Closed gaboentropy closed 2 years ago

gaboentropy commented 2 years ago

Hi Dan,

I've been testing dashing, I thought I was using the sketch size of 14 as per the article. Now, the article lists -s (lowercase s), as the option for the sketch size, but the instructions show -S for sketch size (capital S), and -s for spacer. So I've used -S so far. However, today I thought of presketching, which produces output files automatically named:

The command: dashing sketch -k 21 --sketch-size 14 FNA/*fna*

the files ending: .w.21.spacing.14.hll

So, it makes it look as is -S is for spacing, not for sketch size. I tried the long format: --sketch-size But it gave me the same ending.

I therefore tried -s (lowercase), and it gives me a segmentation fault.

So, how do I control sketch size?

:(

P.S. The "w" also worries me, since I use -k to set the kmer length, but w seems to mean window size ...

(running dashing version: v1.draft-3-g90f0 under macosx intel processor)

dnbaker commented 2 years ago

Hi,

You're right - there's an error in the usage. The spacing argument is "-s", not "-S", while "-S" sets the sketch size. The "spacing" in the name (if just the word spacing) means that there is no spacing happening - otherwise, there would be a string specifying the number of spaces between characters used in the spaced seeds. You can safely ignore that portion of the name. It is included so that Dashing will differentiate sketches made with different spacing schemes so you can do analyses with different spacings without accidentally using the wrong spacing scheme.

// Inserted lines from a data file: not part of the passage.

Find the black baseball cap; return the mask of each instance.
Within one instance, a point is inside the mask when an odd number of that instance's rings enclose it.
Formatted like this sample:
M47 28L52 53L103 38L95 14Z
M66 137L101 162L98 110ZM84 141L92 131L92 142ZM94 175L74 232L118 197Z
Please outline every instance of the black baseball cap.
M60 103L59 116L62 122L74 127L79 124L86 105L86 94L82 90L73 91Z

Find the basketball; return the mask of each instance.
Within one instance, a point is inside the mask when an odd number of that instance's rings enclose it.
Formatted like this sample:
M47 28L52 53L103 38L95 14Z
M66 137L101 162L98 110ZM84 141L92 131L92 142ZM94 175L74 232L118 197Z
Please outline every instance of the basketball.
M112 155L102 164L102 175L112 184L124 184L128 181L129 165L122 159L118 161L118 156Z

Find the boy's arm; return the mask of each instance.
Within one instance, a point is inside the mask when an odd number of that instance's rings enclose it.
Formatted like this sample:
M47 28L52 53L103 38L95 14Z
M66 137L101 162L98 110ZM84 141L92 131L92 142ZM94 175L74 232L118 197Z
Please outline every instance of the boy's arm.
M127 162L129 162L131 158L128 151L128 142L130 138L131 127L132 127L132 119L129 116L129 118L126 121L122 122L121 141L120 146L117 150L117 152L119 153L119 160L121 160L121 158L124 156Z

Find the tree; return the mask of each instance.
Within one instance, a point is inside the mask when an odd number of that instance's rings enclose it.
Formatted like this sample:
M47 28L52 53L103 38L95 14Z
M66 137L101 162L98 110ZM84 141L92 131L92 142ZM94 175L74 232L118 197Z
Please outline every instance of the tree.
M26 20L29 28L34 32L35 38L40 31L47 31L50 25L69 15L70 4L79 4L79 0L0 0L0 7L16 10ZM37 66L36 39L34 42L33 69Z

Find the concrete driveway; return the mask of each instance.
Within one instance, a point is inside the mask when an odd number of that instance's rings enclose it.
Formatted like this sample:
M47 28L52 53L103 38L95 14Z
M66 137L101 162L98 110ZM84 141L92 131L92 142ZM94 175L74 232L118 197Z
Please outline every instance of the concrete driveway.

k determines how many characters are in a seed. If you want contiguous seeds (default and typical behavior), then it just uses contiguous k-mers from the reads.

-w determines the window size over which to collect k-mers; Each window of size w > k yields w - k + 1 k-mers, and Dashing will select a k-mer from that window with the minimum hash value. Basically, you only want to use windows if you want to minimize the sequences and only process 1 of them. You probably won't want to use that unless you're trying to speed up parsing large read sets.

And the "spacing" argument means that you can specify a "spaced seed" pattern listing which characters you can ignore. After each character you use, you list how many characters to ignore, so you make a list that is k - 1 lengths long to account for k characters, since there are only k - 1 spacings between them. For instance,

0,1,0,1,0,1,0,1,0,1, which has a total of 10 spacings corresponds to 11 characters in the seed. KK$KK$KK$KK$KK$K describes the k-mer pattern this would correspond to, which means that the places where $ is present would be ignored and places where the K is would be kept.

But for your case, you want to just use upper-case S to specify sketch size (e.g., -S 14 to use 2^14 = 16384 registers), you probably don't want to do anything with the window size -w unless you're working with sequencing datasets, and you can safely ignore the "spacing" in the cached file-path - it isn't being spaced.

Thanks for asking, and let me know if you need any further help!

Best,

Daniel

gaboentropy commented 2 years ago

Thanks Daniel!